When you live on a farm, learning about death is inevitable on a annual basis. We harvest livestock every fall in order to feed ourselves, and to sell meat to our customers. We know when baby livestock are born, they will either be saved for breeding, be sold to others for their breeding herds, or be harvested. Harvesting livestock means death has to come first.
Pets are different than livestock. We hope they live a very long time, and so take very good care of them to insure a long life. Pets are NOT people, but they are special to our individual family members who have pets they care for as their own. Pets provide companionship and unconditional love - even more than humans provide sometimes! Our pets include: all of our horses, all of our dogs, and some of our rabbits. We do NOT have cats by choice - that is a whole blog post in itself!
Today, our precious 11y.o. daughter, Taryn, had to deal with animal death - her Catch-It rabbit from 3 years ago, died, probably as a result of old age. Some rabbits live a long time, some do not. 'Caramel' was a mini-lop, and they are often more short-lived than larger breeds.
She burst into tears as she came running into the house after morning livestock feeding, and blurted out that her rabbit had died. I hugged her, and just breathed with her as she processed her broken-heart.
Unlike modern America where parents seemingly protect kids from every emotional thing possible, our family lets our kids be exposed to the joys of birth, and heartbreak of death, among other things. In this way, they learn how life is precious, and how it is to be respected and treasured. If children can learn about these imprtant things while they are young - through taking care of animals - they will be more prepared to take care of humans when they grow to adulthood. In caring for baby rabbits, calves, chicks, lambs, piglets, and foals, they will be better equipped to care for their own children - understanding that mothers need to nurture their babies, and fathers need to provide. This is particularly important for adopted kids who were not cared for as infants. They feel and understand their loss, and can learn the hows and whys of appropriate parenting with animals. In caring for animals near death, they learn to comfort and make comfortable the suffering, preparing them for eventually caring for their aging parents, or others suffering through terminal illness.

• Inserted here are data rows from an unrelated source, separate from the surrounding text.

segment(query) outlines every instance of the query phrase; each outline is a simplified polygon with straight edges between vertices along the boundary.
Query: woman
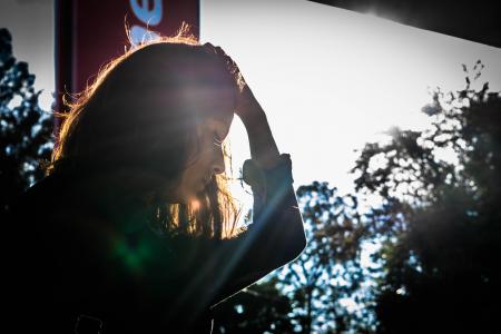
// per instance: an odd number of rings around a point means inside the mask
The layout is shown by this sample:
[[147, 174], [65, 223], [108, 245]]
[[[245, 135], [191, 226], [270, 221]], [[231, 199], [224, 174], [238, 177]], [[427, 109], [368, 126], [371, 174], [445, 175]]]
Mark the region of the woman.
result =
[[[246, 230], [225, 188], [235, 114], [252, 155]], [[19, 332], [208, 333], [212, 307], [305, 246], [288, 155], [220, 48], [179, 35], [127, 52], [71, 106], [58, 139], [4, 234]]]

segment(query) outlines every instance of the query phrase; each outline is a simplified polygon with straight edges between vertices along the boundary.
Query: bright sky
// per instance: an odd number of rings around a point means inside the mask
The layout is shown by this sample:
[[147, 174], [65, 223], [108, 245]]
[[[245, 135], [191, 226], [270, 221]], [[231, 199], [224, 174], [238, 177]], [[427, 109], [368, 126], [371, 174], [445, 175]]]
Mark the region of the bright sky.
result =
[[[327, 180], [350, 191], [356, 154], [392, 125], [423, 126], [429, 87], [464, 87], [461, 63], [485, 65], [481, 78], [501, 89], [501, 50], [304, 0], [200, 0], [202, 41], [239, 65], [267, 112], [279, 149], [293, 157], [295, 186]], [[53, 91], [51, 0], [7, 0], [0, 27], [37, 75], [41, 104]], [[235, 167], [248, 157], [234, 124]]]

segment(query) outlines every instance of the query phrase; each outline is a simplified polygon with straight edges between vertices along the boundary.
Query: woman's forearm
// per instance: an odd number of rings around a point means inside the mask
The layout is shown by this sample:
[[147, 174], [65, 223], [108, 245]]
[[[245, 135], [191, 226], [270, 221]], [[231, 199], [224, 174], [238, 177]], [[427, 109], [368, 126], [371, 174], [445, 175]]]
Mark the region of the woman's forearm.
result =
[[273, 138], [266, 114], [256, 99], [248, 101], [240, 119], [247, 130], [250, 157], [264, 169], [275, 166], [279, 151]]

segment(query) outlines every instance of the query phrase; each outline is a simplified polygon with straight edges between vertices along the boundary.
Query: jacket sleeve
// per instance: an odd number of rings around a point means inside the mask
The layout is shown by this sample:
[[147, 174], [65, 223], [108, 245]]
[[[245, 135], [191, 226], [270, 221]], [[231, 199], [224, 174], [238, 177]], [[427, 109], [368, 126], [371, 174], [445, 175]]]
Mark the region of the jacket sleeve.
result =
[[253, 189], [253, 223], [238, 237], [210, 242], [206, 249], [212, 305], [295, 259], [306, 246], [289, 156], [268, 170], [246, 160], [243, 174]]

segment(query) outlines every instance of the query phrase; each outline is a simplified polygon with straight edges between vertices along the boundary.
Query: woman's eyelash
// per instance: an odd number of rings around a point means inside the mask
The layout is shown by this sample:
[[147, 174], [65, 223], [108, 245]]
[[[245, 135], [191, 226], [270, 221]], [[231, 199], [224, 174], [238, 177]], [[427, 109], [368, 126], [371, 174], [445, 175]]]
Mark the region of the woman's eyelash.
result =
[[219, 139], [219, 136], [216, 132], [214, 134], [214, 144], [217, 146], [223, 145], [223, 140]]

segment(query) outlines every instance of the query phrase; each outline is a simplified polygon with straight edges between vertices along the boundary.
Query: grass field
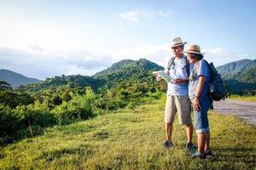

Taryn learned a tough lessen today with Caramel. She also learned a great lesson as we were able to take Mikey the newborn calf outside to be with his mother highland cow, Mary Kate. He is warm, dry, vigorous, and nursing now - after spending the last 36 hours in the bathroom so he could be hand-fed and have electric heat to warm his nearly frozen body. The kids saw the attentive care that Dad gave the calf - stopping his work every 2 hours during the day, and getting up in the night several times to bottle feed the calf. They saw the improvement the calf made with consistent, tender care. These experiences are especially important for adopted kids whose birth parents did not care for them. They can acknowledge their own neglect, then learn how and what to do to care for their own children in the future.
Life and death lessons are a necessary part of living on this earth. I appreciate my kids learning these leassons 'hands-on' as I believe when my end of life comes, they will know how to lovingly care for me, and not just stick me somewhere so others can do the job that they should do. Parents should take care of their kids, so kids can take care of their parents. Not socially/politically correct, but God's plan for the family. And, learning via animal husbandry is a good place to start.